Başörtüsünü bahane ederek, eşarpları çiğneyerek sokaklarda “Kahrolsun şeriat” diyerek yürüyen bazı kadın derneklerini unutmadık. Tekrar geri gidip bu durumlara gidilmesin kardeş kardeşe düşman edilmesin.
Başörtüsü boyna dolanınca, bele bağlayınca moda oluyor, çağdaşlık oluyor. İnanç gereği başa bağlanınca irtica oluyor, ne garip değil mi?
Kenan Evren, “örtü adettir. Kadınların saçı yemeye düşmesin diye bağlanır” demişti. Din de böyle bir şeyin olmadığını söylemişti. Halkın değerleri ile uğraşmak, ciddi görevleri olanlara yakışmaz. Soruyorum. Başörtüsü neye engel olmuştur.
Bazı azgın kadın dernekleri toplanıp “Kıyafetime karışma!” diye sokaklarda zaman zaman yürüyor. Peki, bunların istedikleri gibi giyinmek hakları da birilerinin inancının gereği başını örtmek, istediği gibi giyinmek hakkı değil midir?
Hoşgörülü, medeni insan olamayanlar var. İslam, “Dinde zorlama yoktur” der. “Senin dinin sana, benim dinim, bana” der.
Peygamber (as) kendisini taifte taşlayanlar için beddua etmemiş, “Allah’ım, bunları bağışla! Çünkü bilmiyorlar” diye dua etmiştir.
İşimize gelince demokrasi, demokrat, hürriyet oluyor, değilse zalim kesiliveriyoruz. Demokrasi üç temele dayanır, Hürriyet, eşitlik ve adalet. Baskı, zorlama, tek tip düşüncesi ve kendisi gibi düşünce demokrasi ile bağdaşmaz. Bu, insan fıtratına da aykırıdır. İnsan hakları ile de asla bağdaşmaz. Medeni insan saygılı ve hoşgörülü olur.

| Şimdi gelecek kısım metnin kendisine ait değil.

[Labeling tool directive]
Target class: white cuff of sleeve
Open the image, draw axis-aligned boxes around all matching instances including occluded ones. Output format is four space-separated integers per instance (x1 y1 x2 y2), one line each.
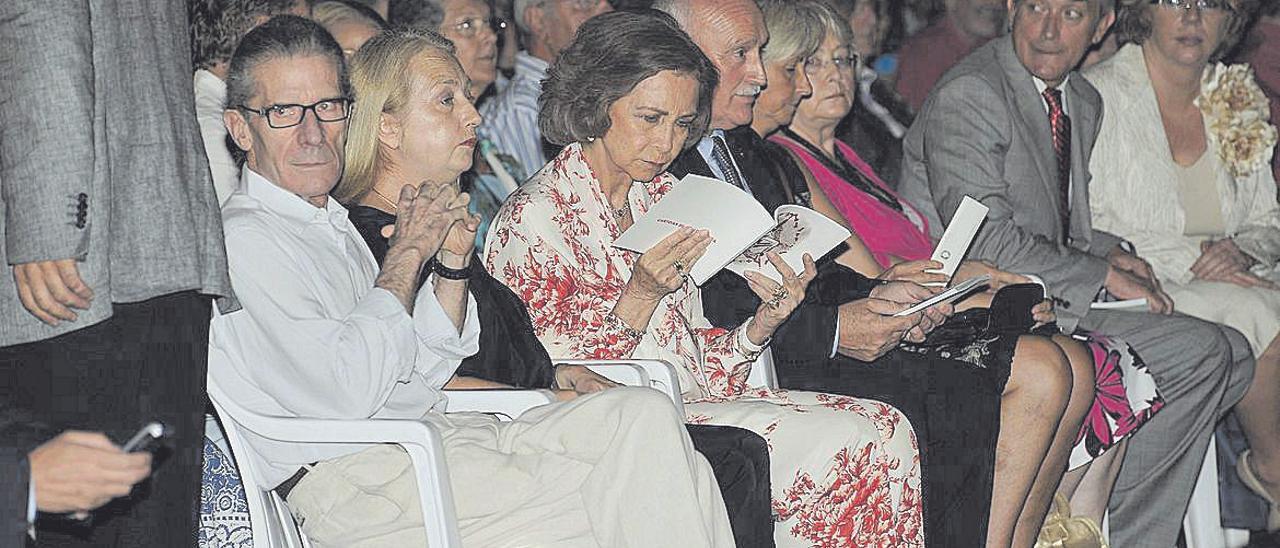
827 314 840 360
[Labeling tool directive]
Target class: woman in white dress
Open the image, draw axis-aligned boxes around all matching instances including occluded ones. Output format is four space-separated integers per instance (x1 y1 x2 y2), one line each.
1085 0 1280 529
485 12 924 548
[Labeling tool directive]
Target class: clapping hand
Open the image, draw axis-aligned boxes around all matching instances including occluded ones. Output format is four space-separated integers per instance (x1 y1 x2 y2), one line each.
388 184 475 262
745 251 818 344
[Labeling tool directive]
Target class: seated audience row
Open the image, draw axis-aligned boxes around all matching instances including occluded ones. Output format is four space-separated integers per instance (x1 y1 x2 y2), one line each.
177 0 1280 547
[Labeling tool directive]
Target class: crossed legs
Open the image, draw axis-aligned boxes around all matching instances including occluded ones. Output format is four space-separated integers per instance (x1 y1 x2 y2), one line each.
987 337 1093 547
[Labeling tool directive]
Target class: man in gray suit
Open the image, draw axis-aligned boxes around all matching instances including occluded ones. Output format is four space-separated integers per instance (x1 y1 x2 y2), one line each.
0 0 229 547
901 0 1253 548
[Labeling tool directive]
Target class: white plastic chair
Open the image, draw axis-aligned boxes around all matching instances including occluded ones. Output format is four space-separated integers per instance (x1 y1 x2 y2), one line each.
556 348 778 416
1183 435 1249 548
209 378 554 548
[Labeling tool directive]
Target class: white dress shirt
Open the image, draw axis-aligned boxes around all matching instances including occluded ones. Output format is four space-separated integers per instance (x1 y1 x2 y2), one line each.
195 70 239 205
209 168 480 485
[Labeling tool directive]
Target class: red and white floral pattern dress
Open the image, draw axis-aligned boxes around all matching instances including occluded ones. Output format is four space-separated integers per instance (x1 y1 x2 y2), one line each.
485 145 924 548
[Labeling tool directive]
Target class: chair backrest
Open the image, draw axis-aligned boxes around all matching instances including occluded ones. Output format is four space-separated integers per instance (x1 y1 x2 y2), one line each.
746 348 778 389
209 376 308 548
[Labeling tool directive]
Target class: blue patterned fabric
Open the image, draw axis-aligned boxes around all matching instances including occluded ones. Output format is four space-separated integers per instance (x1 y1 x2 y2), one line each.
197 438 253 548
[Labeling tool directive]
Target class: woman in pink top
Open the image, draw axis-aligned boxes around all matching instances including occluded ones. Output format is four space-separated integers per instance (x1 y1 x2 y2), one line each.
751 4 1164 540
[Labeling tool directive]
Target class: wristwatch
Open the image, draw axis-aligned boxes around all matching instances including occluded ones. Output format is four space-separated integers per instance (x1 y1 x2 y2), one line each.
431 257 471 279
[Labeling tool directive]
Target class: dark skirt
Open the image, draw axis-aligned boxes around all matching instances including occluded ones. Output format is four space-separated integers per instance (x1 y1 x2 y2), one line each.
777 335 1018 548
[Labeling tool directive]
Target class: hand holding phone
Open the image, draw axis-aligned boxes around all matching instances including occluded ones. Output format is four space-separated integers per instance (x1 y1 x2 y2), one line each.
120 421 168 453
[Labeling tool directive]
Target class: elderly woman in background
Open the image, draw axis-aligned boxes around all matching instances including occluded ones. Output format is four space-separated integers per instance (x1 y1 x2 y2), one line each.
390 0 527 247
756 6 1160 542
485 12 924 547
311 0 387 63
826 0 915 187
1085 0 1280 530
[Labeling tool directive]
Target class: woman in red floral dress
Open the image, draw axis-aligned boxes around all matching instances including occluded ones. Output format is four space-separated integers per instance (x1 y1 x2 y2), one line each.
485 13 924 547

Bazı şeyler istismar edilmemelidir:
Laiklik hep istismar edilen bir konu olmuştur. Bir de Atatürk ilkeleri istismar edilmiştir. İstismarcılara en güzel cevap Atatürk’ün kendi sözleridir: şöyle demiştir:
-“Dinimizin tavsiye ettiği tesettür, hem hayata, hem fazilete uygundur.” (Söylev ve demeçler:2/150)
-Samsun Milli Eğitim Müdürü zorla bir başörtülü öğretmenin başını açtığı için onu azarlamıştır. “Örtünün hayata engel olmadığını, ilim tahsiline engel olmadığını, ahlak ve adaba aykırı olmadığını söylemiştir.” (Atatürkçülük 1 Genelkurmay Başkanlığı: 198/2/Sh:126)
Düşmanlığa gerek yok:
Örtü, düşmanlığı gerektiren bir durum değildir. İnançta ve hayat tarzında zorlama ve düşmanlık olmaz.
Hele hele inancından dolayı örtünene irtica damgası vurmak, din düşmanlığından başka bir şey değildir. Son zamanlarda örtünme yasağı kalktı. Kimse örtünmeye zorlanmadı. İsteyen örtündü, isteyen açındı. Ne oldu? Ülke gerimi gitti? Laiklik elden gitmedi. Düzen de değişmedi. İlkeler yerinde duruyor. Sonra başörtülüler her partiye oy veriyor. Soruyorum öyleyse, bu düşmanlık niye?
Başörtüsü siyasi veya ideolojik bir istek değil, yüce Allah’ın kesin emridir. Karşı olan Allah’a karşı çıkmış olur.
Dinin örtü emri, istenmeyen bazı olaylara karşı tedbirden başka bir şey değildir.
Moda tesettürü yozlaştırıyor:
Tesettürü dinin emri olmaktan çıkarma gayretlerine karşı bilinçli olunmalıdır.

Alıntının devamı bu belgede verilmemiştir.